Detainees have refused to participate in court procedures and hearings, and have also instructed their legal counsel to not attend or participate in any proceedings on their behalf. They have also stated that they will be announcing further steps for a “continuous program of struggle,” vowing to keep fighting “until this policy is halted and the occupation is uprooted from our land and our lives.”
At the end of their statement, the detainees expressed their solidarity with “our besieged people in Shuafat camp and the city of Nablus, who are waging the most wonderful epics of heroism, challenge, and redemption confronting the hateful Zionist war machine.”
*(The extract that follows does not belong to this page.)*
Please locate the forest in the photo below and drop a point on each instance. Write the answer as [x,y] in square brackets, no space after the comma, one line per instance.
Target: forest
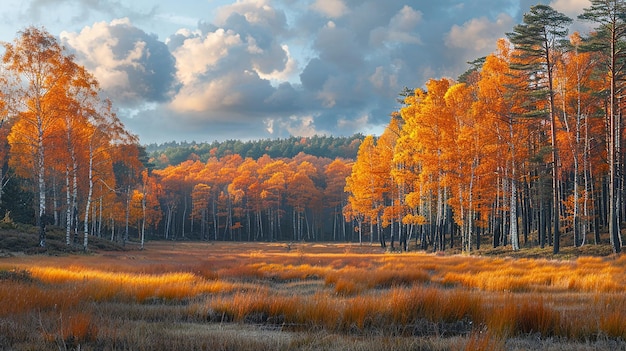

On October 8, an Israeli soldier was killed in a shooting at the main checkpoint into the Shuafat refugee camp. The occupation forces proceeded to besiege the camp, trapping 140,000 Palestinians and cutting them off from essential supplies and resources. In solidarity with the camp, Palestinians across occupied East Jerusalem fiercely confronted Israeli forces, including in Silwan, A-Tur, Beit Hanina, Sur Baher, and Isawiyah.
Media coverage: "Palestinian youths target Israeli occupation forces with fireworks in Silwan neighborhood in occupied Jerusalem." pic.twitter.com/LudteIXhQY
— Quds News Network (@QudsNen) October 13, 2022
18 Palestinians were arrested overnight between October 12 and 13.
On October 13, Israeli settlers attacked the neighborhood of Sheikh Jarrah, shouting “death to Arabs.” Among them was Israeli politician Itamar Ben-Gvir, who took out a gun and instructed settlers to shoot Palestinians if they threw stones.
Armed Israeli settlers, protected by the Israeli occupation forces, have also carried out attacks in the occupied West Bank, including in the town of Huwarra, south of Nablus.
Today: Israeli settlers backed by Israeli colonial forces attack Palestinian cars and shops in Huwwara village, near Nablus. Since Tuesday, there has been an Israeli military closure on Nablus, after one Israeli soldier was killed.
Video: Oren Ziv/ Activestills pic.twitter.com/zg3MnQ91Un
— Activestills (@activestills) October 13, 2022
The roads in and out of Nablus were closed by the occupation forces after another Israeli soldier was killed on October 11. The city, as well as Jenin, have been targets of almost daily raids by the Israeli forces amid a strengthening Palestinian armed resistance. The attack on October 11 was claimed by Lion’s Den, an armed group in Nablus.
Israeli forces deployed live fire during another raid in Jenin early on October 14, and shot and killed two Palestinians. One of them was 20-year-old Mateen Dabaya, who was identified as a local commander of the Jenin Brigades armed resistance group.
The second person killed was a doctor, identified as 43-year-old Abdullah Abu al-Teen. He was shot in the head outside the Jenin public hospital while trying to tend to casualties.